Tuesday, April 19, 2011

My Japan trip multimedia masterpiece

In a lot of ways I think multimedia is my true calling. It takes advantage of my multitude of tools and hides my deficiencies. During the trip, I took pictures, captured audio and took notes in hopes of putting something together. Doing it was a challenge on by the content gathering front and the video creation side. Ultimately, I used all free software (windows movie maker, audacity, screencast-o-matic.com, and google earth) to produce video.
I'd like to thank Brandon Oreno for producing the music and for audio and computer support. Andy Alfaro and Angela Gentry for being my sounding boards. While I'm in the thanking mode I'll also give some more props to the foundation that sent me the East-West Center and the Japanese Newspaper Publishers Association.

Monday, April 11, 2011

Working on film short, help needed

I've been very busy lately. I have two projects that need to be wrapped up soon. One is the video slideshow I've been working on about my trip to Japan. The other is a screenplay for a 10 minute film short based on a true story.

I started out working the Japan slide show like gangbusters after returning. I stalled, in part because my technology and software keep failing me. Also because I wanted to strike the right tone with the earthquake and all.

About the same time as the Japan trip started to be a real possibility I paid to take a screenwriting short course. As it worked out, literally the first day I'm back from Japan was the first of three 4-hour classes at Access Sacramento. (I missed that one.)

I made the next two. The beginning of the second class Ron Cooper from Access Sacramento came in to talk about the "Place Called Sacramento" Film Festival. I stumbled upon my topic after the second class. It was a case former Bee editor Bill Menton and I talked about some years ago.

Here is my tagline: A landmark obscenity trial, set in Sacramento, takes a sexy twist after Judge Earl Warren, Jr. agrees to move the trial to the club where the girls were arrested, the Pink Pussy Kat. 

After reading the newspaper clips I knew the basics of the story. The challenge has been to imagine those conversations in my head and then to allow myself to fill in the gaps of the story.

I don't know that my script will be selected, but the application process asks what assets I have in hand. This is when you artisans email me offering to help. I'll need help with music, sound, costumes, makeup, hair, lighting, videography, editing, catering, and I'll need actors. So yeah everything.

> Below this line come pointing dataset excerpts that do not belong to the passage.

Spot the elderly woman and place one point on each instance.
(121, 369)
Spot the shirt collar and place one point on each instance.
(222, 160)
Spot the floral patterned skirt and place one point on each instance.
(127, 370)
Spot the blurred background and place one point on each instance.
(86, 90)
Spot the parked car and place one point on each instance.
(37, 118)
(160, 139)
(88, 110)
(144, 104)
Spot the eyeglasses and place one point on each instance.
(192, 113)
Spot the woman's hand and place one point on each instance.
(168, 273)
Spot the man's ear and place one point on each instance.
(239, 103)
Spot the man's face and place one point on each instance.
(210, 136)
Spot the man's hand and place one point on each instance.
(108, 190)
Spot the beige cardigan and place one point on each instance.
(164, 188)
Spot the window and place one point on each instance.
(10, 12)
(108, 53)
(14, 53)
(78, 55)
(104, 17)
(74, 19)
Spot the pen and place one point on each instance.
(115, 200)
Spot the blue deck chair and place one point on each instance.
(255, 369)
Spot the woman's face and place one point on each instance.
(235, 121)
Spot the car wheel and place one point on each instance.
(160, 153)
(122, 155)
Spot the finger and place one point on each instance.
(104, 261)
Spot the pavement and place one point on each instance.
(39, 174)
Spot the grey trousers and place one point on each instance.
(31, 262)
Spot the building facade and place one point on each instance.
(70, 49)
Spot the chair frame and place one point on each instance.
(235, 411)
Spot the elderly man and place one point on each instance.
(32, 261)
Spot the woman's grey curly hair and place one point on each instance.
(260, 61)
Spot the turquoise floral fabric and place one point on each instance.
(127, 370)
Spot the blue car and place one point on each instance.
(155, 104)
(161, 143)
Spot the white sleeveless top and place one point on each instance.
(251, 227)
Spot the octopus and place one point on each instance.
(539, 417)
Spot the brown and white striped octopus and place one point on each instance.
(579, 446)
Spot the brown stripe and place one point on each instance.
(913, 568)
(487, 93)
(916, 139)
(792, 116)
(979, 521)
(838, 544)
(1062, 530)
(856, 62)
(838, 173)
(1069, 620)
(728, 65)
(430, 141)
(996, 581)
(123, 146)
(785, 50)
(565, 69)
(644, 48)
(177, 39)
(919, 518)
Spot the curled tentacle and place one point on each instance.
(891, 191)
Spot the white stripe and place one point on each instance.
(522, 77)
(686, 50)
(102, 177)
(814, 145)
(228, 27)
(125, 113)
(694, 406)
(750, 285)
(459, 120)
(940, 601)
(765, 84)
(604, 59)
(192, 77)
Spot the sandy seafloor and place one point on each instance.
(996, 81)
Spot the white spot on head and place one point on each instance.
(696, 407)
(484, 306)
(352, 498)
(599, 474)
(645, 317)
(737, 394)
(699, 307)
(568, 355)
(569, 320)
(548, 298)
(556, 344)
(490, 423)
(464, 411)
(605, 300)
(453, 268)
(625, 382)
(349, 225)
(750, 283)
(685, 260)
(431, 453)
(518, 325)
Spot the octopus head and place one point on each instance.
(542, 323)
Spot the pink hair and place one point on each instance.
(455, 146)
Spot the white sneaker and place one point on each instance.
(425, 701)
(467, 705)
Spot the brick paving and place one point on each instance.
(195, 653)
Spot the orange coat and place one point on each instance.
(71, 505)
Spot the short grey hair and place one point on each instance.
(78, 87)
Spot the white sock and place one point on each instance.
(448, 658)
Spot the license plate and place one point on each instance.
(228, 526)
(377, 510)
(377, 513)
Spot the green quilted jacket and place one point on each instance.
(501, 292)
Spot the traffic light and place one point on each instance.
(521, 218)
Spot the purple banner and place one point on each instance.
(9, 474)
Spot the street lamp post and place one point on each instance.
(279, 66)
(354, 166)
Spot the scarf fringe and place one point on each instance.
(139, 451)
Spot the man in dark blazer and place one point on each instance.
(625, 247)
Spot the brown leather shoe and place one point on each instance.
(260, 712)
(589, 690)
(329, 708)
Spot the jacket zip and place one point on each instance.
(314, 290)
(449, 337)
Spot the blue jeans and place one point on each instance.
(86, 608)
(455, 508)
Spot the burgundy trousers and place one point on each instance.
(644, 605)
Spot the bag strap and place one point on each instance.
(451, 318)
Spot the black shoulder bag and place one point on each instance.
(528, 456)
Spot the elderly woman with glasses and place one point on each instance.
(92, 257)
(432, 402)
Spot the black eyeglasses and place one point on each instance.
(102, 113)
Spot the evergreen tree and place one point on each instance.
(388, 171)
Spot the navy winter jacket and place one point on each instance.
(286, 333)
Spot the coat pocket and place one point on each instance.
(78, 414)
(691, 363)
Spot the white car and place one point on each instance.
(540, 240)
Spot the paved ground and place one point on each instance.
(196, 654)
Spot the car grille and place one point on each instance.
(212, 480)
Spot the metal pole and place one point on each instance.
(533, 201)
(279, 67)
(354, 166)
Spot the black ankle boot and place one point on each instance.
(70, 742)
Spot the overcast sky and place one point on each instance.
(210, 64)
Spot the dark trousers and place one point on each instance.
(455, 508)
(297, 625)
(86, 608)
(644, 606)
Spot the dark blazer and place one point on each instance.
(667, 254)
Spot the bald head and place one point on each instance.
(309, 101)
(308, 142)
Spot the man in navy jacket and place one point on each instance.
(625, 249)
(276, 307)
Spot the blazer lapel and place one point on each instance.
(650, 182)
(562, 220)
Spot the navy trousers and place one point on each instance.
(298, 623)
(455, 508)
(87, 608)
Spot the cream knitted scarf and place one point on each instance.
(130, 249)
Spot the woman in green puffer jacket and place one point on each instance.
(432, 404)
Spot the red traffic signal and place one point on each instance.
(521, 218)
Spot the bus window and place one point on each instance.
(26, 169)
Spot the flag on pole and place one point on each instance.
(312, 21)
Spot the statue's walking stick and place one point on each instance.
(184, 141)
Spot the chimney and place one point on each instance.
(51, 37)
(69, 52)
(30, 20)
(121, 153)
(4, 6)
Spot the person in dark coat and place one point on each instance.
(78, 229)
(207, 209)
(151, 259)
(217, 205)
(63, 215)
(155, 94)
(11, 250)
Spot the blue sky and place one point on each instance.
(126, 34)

Meanwhile, I liked to wrap up the Japan slide show. It has video clips, audio clips, music and now I'm adding a voice over track. I don't want to build it up to be something great, regardless its given me a chance to work my way though several new applications and web-based apps. It's been a real learning experience.

Here is to growing experiences.

Sunday, April 10, 2011

Tuesday, April 5, 2011

"The Theory of Perpetual F" explained

Ed Fletcher circa 1992
Now, seems like as good a time as any to explain the name of the blog.
Early in life, I discovered that some people find spelling and math time tables easy (pause) and then there is me. I struggled with those basic things, and still do, but had little trouble with applying theories and conceiving ideas. Over the years, I battled my way from average student classes to geek squad classes.
But after cruising through the lower-level classes I discovered I had a fight on my hands when I reached Ms. Curtis honor's English class.
Frustrated by my inability to get an "A" on a essay after essay I challenged Ms. Curtis.


After the bell rings, FLETCHER waits behind, trying to hide his disappointment, as the other students file out. CURTIS collects her papers as large Hemingway print looks over her shoulder. 
FLETCHER: Clearly THIS essay is better than the last paper. If that was a "B+," then this paper must an "A."
CURTIS: The paper was better. But my expectations for you have increased since then, so this essay earns a "b" for that assignment.

To which I penned:
"Theory of Perpetual F."
As your knowledge and skills increase
your teacher's expectations will increase at at proportional rate
therefor you maintain a perpetual f

Ms. Curtis loved it. It became one of the few items in her religiously sparse classroom.
As I approach the middle of my journalistic career, I need a new Ms. Curtis. Perpetual F is a reminder to keep increasing my expectations of myself. Teach myself new skills. Test the limits of my capabilities. Expand the scope of what is possible.
I don't have a firm endgame, but as the newspaper industry struggles, its inherent that I both prepare to outlast the ugliness while simultaneously preparing to do something else that fills my cup emotionally.

Update Since I'm sharing about Ms Curtis: I tracked Ms. Curtis down once, just to chat. She said she had nothing left to teach me. She might be wrong. She called after my forum piece I wrote recently. Didn't leave a number just said she was proud.